APINDO Calls on Indonesian Businesses to Expand Commercial Partnership with Australia
Post-pandemic recovery makes strategic timing to maximise Indonesia-Australia market access and integration
The export surplus Indonesia has enjoyed for the last two years, reaching peak figures in April 2022, indicated robust manufacturing industry recovery in the country. Diversity of export destinations beyond traditional markets such as China, the USA, European Union, Japan, and Thailand has also strengthened Indonesia’s competitiveness. Furthermore, as the 13th largest economy in the world and in close proximity to Indonesia, Australia is seen as a potential bigger trade and investment partner for Indonesia.
By tapping into quality reinforcement, product and brand diversification, and understanding of the trade regulations, Indonesia could boost its export to Australia. This was part of a discussion in a forum on “Understanding the Australian Business Environment” jointly hosted by the Indonesian Employers Association (APINDO) and the Indonesia-Australia Comprehensive Economic Partnership Agreement (IA-CEPA) ECP Katalis in Jakarta on Tuesday, May 31st, 2022.

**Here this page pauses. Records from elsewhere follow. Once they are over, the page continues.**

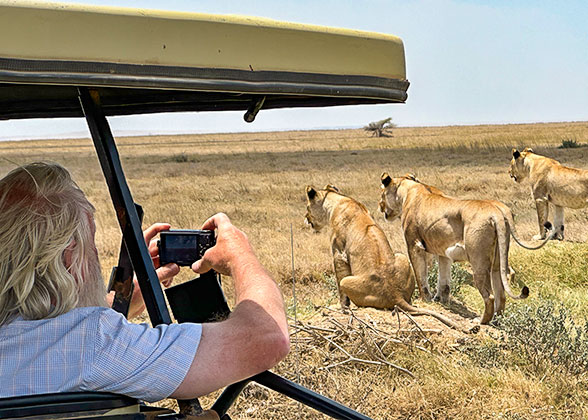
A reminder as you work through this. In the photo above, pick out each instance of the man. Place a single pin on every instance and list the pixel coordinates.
(56, 335)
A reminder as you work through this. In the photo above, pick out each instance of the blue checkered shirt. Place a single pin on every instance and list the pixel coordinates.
(95, 349)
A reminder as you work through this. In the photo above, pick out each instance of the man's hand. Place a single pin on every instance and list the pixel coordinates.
(255, 336)
(232, 249)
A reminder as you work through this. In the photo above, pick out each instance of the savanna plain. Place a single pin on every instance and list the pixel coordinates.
(533, 364)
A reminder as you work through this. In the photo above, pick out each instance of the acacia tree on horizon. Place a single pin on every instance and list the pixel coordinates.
(382, 128)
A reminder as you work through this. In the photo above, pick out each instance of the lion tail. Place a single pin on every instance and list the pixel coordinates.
(510, 221)
(412, 310)
(503, 228)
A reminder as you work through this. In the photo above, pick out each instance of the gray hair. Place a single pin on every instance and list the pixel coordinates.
(43, 213)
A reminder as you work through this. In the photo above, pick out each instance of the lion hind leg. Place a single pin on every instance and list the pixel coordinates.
(418, 259)
(542, 206)
(558, 222)
(482, 283)
(443, 288)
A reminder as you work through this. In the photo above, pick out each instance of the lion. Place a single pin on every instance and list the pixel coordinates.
(477, 231)
(551, 182)
(368, 272)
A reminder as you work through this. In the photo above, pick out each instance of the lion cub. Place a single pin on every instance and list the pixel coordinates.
(368, 272)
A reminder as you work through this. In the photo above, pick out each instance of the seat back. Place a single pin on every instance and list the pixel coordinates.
(78, 405)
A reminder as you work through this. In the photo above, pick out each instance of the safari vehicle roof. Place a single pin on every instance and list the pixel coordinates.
(59, 60)
(144, 61)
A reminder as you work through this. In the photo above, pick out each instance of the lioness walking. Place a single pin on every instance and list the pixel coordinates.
(368, 272)
(477, 231)
(551, 182)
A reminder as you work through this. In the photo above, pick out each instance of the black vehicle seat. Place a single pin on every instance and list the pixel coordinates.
(78, 405)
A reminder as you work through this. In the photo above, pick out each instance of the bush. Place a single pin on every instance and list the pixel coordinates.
(569, 144)
(539, 339)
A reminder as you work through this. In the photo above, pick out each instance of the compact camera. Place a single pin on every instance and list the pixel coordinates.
(184, 246)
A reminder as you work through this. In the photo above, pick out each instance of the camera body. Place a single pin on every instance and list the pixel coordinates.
(184, 246)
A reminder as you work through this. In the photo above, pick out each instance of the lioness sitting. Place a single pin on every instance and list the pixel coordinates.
(368, 272)
(477, 231)
(551, 182)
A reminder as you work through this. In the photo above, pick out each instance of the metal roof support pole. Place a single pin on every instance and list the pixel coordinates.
(124, 206)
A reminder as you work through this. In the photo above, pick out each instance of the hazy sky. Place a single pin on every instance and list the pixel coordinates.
(469, 62)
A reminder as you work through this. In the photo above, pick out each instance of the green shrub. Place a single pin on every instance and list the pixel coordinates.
(538, 339)
(569, 144)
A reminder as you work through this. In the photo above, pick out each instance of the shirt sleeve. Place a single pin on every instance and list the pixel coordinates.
(138, 360)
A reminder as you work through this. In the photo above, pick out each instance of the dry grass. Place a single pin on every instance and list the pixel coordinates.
(258, 179)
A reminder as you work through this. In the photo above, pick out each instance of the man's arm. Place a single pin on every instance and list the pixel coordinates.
(255, 336)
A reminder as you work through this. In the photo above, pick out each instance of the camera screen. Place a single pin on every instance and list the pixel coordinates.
(183, 248)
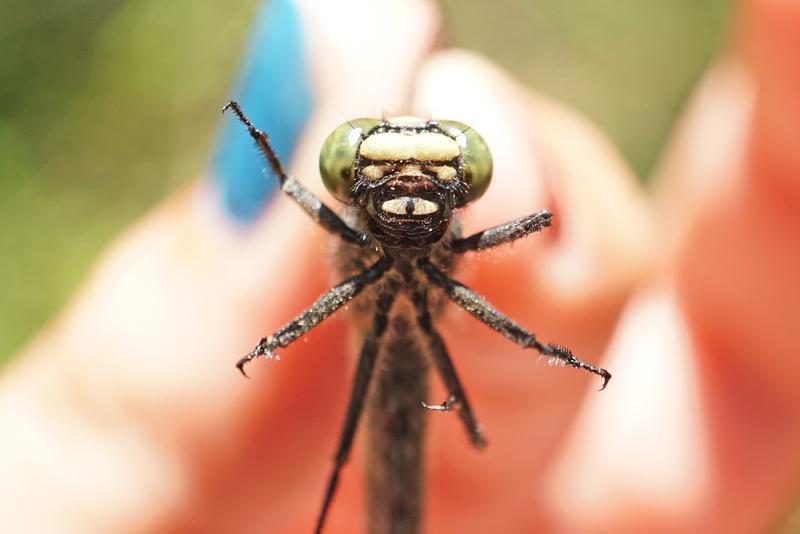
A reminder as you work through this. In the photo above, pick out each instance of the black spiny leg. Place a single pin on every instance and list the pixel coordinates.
(438, 351)
(358, 394)
(504, 233)
(484, 312)
(328, 303)
(309, 202)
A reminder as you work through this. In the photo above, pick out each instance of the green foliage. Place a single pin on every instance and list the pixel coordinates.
(105, 107)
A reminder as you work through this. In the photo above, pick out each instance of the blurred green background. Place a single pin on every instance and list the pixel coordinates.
(106, 107)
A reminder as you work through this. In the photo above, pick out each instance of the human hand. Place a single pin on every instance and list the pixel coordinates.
(142, 422)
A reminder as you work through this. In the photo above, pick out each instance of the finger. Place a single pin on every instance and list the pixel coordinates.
(545, 157)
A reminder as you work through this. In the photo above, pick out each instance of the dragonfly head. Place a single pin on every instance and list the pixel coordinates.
(407, 174)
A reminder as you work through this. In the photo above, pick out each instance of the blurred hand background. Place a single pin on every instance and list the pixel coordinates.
(125, 413)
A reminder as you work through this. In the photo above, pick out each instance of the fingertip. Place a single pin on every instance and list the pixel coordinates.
(274, 91)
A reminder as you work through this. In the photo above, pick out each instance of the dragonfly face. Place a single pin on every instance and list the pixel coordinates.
(406, 175)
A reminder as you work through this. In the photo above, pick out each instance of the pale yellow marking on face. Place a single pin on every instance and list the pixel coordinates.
(407, 120)
(399, 206)
(424, 146)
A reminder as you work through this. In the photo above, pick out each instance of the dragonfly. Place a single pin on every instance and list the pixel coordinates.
(402, 180)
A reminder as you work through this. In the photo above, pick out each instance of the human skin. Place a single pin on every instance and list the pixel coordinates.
(126, 413)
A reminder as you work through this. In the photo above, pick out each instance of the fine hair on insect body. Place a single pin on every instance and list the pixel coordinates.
(402, 179)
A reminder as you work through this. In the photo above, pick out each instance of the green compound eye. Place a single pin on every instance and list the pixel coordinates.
(338, 154)
(476, 157)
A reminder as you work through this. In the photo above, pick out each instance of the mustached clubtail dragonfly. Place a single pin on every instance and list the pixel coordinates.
(402, 179)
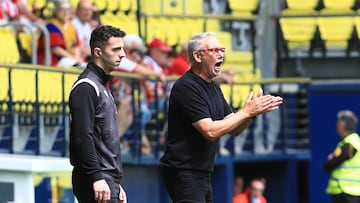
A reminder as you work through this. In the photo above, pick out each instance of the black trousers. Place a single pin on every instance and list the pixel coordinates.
(84, 192)
(188, 186)
(345, 198)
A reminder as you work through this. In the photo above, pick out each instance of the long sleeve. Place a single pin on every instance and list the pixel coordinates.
(345, 152)
(83, 100)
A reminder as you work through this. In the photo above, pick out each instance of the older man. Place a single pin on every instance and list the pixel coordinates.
(198, 117)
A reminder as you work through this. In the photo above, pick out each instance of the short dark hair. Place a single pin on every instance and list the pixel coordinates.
(349, 119)
(100, 35)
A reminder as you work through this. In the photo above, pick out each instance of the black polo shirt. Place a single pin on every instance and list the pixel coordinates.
(192, 99)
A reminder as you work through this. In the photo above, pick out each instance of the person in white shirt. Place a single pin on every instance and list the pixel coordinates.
(81, 21)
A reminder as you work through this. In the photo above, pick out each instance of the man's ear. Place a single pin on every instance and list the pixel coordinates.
(97, 51)
(197, 56)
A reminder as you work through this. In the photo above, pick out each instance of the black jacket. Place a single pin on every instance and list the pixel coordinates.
(94, 137)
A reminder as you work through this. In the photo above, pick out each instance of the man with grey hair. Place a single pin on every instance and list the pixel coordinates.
(344, 163)
(198, 116)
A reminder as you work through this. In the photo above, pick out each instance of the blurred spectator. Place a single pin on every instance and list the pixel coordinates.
(64, 44)
(343, 163)
(158, 59)
(95, 17)
(254, 193)
(238, 184)
(81, 21)
(16, 10)
(181, 62)
(134, 62)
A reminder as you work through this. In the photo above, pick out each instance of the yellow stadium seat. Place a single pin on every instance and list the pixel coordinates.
(357, 23)
(74, 3)
(151, 7)
(125, 5)
(336, 4)
(69, 81)
(303, 4)
(39, 3)
(172, 32)
(50, 87)
(194, 7)
(173, 7)
(225, 40)
(156, 28)
(101, 5)
(9, 52)
(240, 61)
(25, 41)
(23, 85)
(336, 30)
(4, 87)
(113, 5)
(108, 18)
(243, 6)
(127, 22)
(298, 31)
(212, 25)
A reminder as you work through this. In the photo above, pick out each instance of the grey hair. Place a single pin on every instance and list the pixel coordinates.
(195, 43)
(349, 119)
(130, 40)
(57, 4)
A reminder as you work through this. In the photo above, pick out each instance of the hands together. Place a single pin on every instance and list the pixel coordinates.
(103, 193)
(261, 103)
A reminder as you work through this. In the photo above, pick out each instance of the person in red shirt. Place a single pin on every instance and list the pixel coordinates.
(180, 63)
(254, 193)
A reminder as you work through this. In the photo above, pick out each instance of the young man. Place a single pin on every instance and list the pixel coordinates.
(198, 117)
(94, 138)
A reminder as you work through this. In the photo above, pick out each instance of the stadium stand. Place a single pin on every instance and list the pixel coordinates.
(298, 31)
(173, 7)
(9, 52)
(151, 7)
(194, 7)
(344, 4)
(302, 5)
(243, 7)
(113, 6)
(336, 30)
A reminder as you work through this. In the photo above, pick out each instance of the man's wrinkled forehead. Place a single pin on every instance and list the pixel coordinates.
(210, 41)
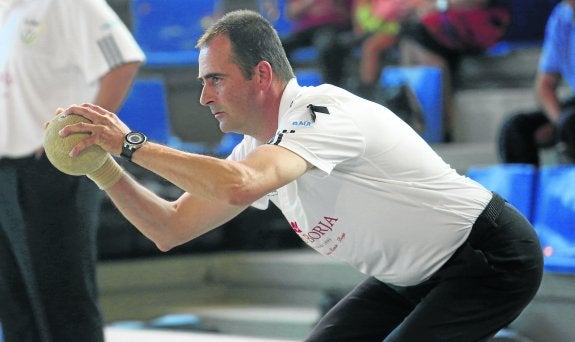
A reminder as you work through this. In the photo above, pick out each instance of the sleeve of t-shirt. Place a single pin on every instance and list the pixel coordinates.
(101, 40)
(239, 153)
(550, 60)
(325, 137)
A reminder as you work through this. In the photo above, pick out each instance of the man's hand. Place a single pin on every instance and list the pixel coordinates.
(106, 129)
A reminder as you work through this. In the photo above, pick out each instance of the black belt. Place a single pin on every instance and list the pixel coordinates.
(466, 260)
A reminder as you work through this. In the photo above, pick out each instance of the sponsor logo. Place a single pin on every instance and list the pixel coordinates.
(301, 123)
(31, 29)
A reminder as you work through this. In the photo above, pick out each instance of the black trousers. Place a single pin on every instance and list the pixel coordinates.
(48, 223)
(517, 142)
(482, 288)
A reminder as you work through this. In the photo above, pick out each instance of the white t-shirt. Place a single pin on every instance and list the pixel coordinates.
(53, 55)
(379, 197)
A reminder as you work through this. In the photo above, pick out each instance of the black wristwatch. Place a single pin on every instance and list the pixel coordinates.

“Being a multisectoral employers association, APINDO supports the IA-CEPA as a comprehensive agreement that covers all relevant issues beyond trade and investment and exceeding standard features of any other FTAs. The IA-CEPA is expected to be a new platform towards an economic partnership reflecting both countries’ competitiveness,” said Eddy Hussy, APINDO’s General Secretary. “The implementation phase is at the corner. It is now time to optimise the benefits of the IA-CEPA.”
APINDO is urging Indonesian businesses to tap into the benefits provided by the IA-CEPA benefits through expertise and support of Katalis, an Indonesian and Australian government-backed business development program, which go beyond honing business strategies and better understanding of the regulatory environment.
“Katalis believes that greater market access, better integrated markets between Indonesia and Australia, and improved skills to drive recovery will lead to inclusive economic growth. We work by identifying and developing new market opportunities, as well as providing support for bilateral business partnerships in priority sectors, such as agriculture, green energy, digital economy, health, and skills to support post-pandemic economic recovery,” explained Paul Bartlett, Director of Indonesia-Australia Comprehensive Economic Partnership Agreement (IA-CEPA) ECP Katalis.
Among the support provided by Katalis are regulatory/policy analysis and advocacy, market research, supply chain analysis, feasibility study, entry market strategy, industrial training and capacity building, skills exchange, needs-driven course development, and many more.